Large seeds include black-oil sunflower, safflower, peanuts, shelled corn, ear corn and cardinal mixes that contain sunflower, safflower and peanuts. About 80 to 90 percent of seed used in Minnesota is comprised of black-oil sunflower seeds and cardinal mixes. These have the greatest appeal to the widest variety of winter birds and contain the highest source of energy. The list of birds that favor sunflower seeds includes: Northern cardinals, Blue jays, Black-capped and Chestnut-backed chickadees, House and Purple finches, American goldfinches, Evening and Pine grosbeaks, Gray and Steller's jays, nuthatches, crossbills, titmice. If you are concerned about the shells piling up under your feeder, consider purchasing sunflower hearts or a mix of seeds without hulls or use Ground Cleanse to help the seed break down more quickly. Peanuts are another high-energy food and are attractive to Black-capped chickadees, Nuthatches, Woodpeckers, Blue jays and Cardinals. Cracked corn is very attractive to House sparrows and starlings, so if you do not wish them to frequent your feeder, it is recommended not purchasing mixes that primarily contain these. Small amounts of millet can be scattered on the ground or on tray feeders to accommodate Dark-eyed juncos and Mourning doves.

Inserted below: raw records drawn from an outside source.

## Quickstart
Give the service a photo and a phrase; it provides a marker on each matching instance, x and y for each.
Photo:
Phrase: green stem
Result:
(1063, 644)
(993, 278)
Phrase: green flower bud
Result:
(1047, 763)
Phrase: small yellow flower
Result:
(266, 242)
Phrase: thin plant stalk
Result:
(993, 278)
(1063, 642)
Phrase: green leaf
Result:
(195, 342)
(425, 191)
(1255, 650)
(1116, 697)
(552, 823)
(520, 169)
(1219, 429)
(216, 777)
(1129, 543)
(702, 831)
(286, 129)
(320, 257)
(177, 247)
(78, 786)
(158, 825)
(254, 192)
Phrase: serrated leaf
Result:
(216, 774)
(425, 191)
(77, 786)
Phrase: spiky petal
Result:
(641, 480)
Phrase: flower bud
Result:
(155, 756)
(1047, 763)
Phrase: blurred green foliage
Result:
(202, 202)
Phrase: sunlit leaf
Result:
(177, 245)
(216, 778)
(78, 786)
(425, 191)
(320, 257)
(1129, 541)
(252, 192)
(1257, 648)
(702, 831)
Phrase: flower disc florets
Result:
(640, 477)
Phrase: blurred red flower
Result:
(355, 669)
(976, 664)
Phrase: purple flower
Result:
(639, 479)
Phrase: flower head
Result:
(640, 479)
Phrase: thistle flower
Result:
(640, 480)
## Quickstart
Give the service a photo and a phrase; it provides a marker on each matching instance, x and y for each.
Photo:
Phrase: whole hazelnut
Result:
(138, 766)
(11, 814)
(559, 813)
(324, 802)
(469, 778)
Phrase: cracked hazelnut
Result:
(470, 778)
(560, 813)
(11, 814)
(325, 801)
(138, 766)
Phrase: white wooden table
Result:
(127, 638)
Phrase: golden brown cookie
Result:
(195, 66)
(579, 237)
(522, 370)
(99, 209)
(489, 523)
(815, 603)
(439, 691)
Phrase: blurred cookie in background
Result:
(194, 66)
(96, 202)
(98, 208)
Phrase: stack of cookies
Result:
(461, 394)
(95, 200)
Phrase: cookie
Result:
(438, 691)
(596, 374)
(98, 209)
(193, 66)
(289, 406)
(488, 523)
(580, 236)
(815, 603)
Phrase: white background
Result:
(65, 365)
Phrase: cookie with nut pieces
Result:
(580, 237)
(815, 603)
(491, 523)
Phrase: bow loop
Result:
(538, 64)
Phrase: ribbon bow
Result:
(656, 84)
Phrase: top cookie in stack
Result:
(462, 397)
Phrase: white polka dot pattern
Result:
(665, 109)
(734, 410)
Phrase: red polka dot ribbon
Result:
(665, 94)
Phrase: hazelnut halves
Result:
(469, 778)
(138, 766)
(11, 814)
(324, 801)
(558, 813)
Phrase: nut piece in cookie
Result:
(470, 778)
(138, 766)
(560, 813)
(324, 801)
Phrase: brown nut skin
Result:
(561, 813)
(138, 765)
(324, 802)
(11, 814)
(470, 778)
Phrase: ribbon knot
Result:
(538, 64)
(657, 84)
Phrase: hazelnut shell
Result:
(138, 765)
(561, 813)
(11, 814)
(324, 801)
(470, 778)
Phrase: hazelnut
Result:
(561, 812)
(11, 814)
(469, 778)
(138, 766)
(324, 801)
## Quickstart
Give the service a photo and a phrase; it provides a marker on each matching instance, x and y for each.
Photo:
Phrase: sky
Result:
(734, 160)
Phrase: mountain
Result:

If you use seed mixes high in millet during the summer, decrease this for winter feeding to about 10%, as the species that frequently eat this migrate out of the area in the winter.

In the small seed category is Nyjer or thistle seed. This is an excellent food source and winter staple for Black-capped chickadees, Goldfinches, Purple Finches, Redpolls and Pine

Suet and fruit mixes are an excellent source of fat for birds in the winter. This is necessary for them to maintain consistent body temperatures and energy stores. This is particularly attractive to Woodpeckers, Black-capped chickadees and Nuthatches.

Winter feeding differs from that during other times of the year not only in the birds that frequent your feeders but in the way you feed them. Grouping feeders closer to the house allows for easier access for filling and cleaning them, but also for viewing. Feeders can be placed on your deck. A cluster of feeders (3-4) with varying types of seed is preferred. That will attract the widest range of birds. Having at least one tray-type feeder will provide seed for Cardinals, who do not perch. If placing feeders in the yard, putting them near shelter and protective cover, such as near evergreens, is best. This allows them a place to find cover from weather and predators between feedings. To ensure the safest location, place them at least 10 feet away so the predators, be they raptors or cats, cannot use the shelter as a place to hide. If this is not possible, encircling the feeders with wire mesh fencing that is at least 30 inches high and 6-8 feet in diameter will deter predators. It is also important to note placement near windows. If you want to place feeders near windows, closer is better. That way the birds are reducing their speed as they approach the feeder, thus lessening the chance of serious collisions with the window.

In addition to feeding with seed and suet, providing a source of water through the winter is a necessity. Heated bird baths are a great way to do this.

Providing a source of sustenance for these beautiful creatures throughout the year, but particularly in the winter not only ensures their survival, but provides hours of enjoyment.